At this point I was directed onto those paths I had seen before.  There was a couple hundred yards of extra looping around past what I had thought as I approached the corner, but I felt strong and ran hard all the way.  There was noone close to me at the finish, so I smiled and put up my hands!


It started raining fairly hard after I had finished.  I got some refreshments, put on a sweatshirt, and tried to find a little shelter while I snacked.  They had some preliminary results posted fairly quickly!  They had me listed as 22nd overall (out of 226 finishers), and 1/8 in my age group!  (Neff hadn’t shown up – I can only race the people that are there!)  My time was 1:10:30, and the winner’s time was 1:00:57, so I was quite happy with my time and placing!

I just found results posted on the internet, so I’ll comment on my splits…

22 Bradley Hammond 414 54 M 34 6:11.7 24:44 0:57.3 21 39:36.1 21.2 0:56.9 66 22:48.3 7:21 1:10:30.3

Swim split of 6:11.7  – who knows if the course is really a 1/4 mile, but that’s a great time for me if accurate!  and it includes that run up from the beach.

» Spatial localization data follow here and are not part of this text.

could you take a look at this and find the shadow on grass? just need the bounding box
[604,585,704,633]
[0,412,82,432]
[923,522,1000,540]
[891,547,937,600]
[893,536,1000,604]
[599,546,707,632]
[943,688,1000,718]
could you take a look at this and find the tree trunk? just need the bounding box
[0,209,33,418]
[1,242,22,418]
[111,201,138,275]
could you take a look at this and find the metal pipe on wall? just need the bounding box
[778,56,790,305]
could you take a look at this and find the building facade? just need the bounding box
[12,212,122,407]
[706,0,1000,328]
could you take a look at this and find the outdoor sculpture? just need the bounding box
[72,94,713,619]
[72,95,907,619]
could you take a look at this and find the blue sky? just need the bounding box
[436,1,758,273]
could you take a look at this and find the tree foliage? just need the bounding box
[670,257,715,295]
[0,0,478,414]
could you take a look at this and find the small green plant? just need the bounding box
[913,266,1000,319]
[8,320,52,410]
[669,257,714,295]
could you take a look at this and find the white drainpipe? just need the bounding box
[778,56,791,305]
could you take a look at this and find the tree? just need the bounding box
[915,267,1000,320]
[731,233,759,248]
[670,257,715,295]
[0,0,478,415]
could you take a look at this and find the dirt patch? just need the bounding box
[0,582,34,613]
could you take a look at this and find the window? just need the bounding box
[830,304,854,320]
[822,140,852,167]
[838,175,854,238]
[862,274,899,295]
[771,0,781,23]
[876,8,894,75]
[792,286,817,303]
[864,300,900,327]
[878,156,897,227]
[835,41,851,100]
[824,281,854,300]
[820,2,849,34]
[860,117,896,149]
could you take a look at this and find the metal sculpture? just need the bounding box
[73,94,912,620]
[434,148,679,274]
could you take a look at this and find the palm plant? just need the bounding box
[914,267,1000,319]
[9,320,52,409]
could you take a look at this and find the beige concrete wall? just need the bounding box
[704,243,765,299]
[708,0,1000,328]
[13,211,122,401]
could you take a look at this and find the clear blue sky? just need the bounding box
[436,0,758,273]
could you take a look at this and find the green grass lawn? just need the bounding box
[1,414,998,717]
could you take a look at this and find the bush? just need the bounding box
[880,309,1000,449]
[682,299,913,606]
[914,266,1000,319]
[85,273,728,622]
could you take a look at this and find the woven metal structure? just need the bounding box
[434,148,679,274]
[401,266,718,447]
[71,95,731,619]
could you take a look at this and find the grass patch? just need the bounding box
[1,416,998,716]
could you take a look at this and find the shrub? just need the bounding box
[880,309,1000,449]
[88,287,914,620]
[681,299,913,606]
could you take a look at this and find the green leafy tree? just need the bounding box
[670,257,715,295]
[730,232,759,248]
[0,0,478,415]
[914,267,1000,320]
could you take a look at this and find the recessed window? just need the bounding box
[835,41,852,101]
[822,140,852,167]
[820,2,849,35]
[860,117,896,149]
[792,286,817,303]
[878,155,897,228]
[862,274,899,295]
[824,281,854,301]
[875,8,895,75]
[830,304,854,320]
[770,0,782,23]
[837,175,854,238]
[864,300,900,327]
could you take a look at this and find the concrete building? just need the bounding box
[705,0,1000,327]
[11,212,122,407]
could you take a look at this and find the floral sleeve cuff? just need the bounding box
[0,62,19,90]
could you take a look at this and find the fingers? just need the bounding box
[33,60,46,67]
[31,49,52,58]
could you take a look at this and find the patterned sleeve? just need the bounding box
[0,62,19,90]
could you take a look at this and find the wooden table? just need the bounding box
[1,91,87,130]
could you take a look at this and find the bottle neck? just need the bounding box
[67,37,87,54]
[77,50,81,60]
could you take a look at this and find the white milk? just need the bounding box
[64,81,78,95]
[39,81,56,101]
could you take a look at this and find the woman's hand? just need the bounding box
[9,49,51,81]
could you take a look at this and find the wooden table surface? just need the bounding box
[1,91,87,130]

T1: 57.33 seconds – that’s pretty good!

Bike: 39:36 , 21.2 mph – only 1 mph slower than the winner, so I won’t complain about that!

T2: 56.9 seconds – a bit slow, but at least I didn’t cramp up and keel over while putting on my shoes…

Run: 22:48, 7:21 pace – I would really like to run faster than this, but it doesn’t seem to be happening.  Some minor discomfort in my abdomen and a few twinges in my legs, but no major problems.  Maybe I can take a few seconds off my pace if I keep at it and do another short race.

Overall, I am real happy with this!  Also, I was actually 1/11 in my age group – some of them hadn’t finished when the preliminary results were prepared.  I was first in my age group in Swim, T1, and Bike; 4th in T2 and 5th in run.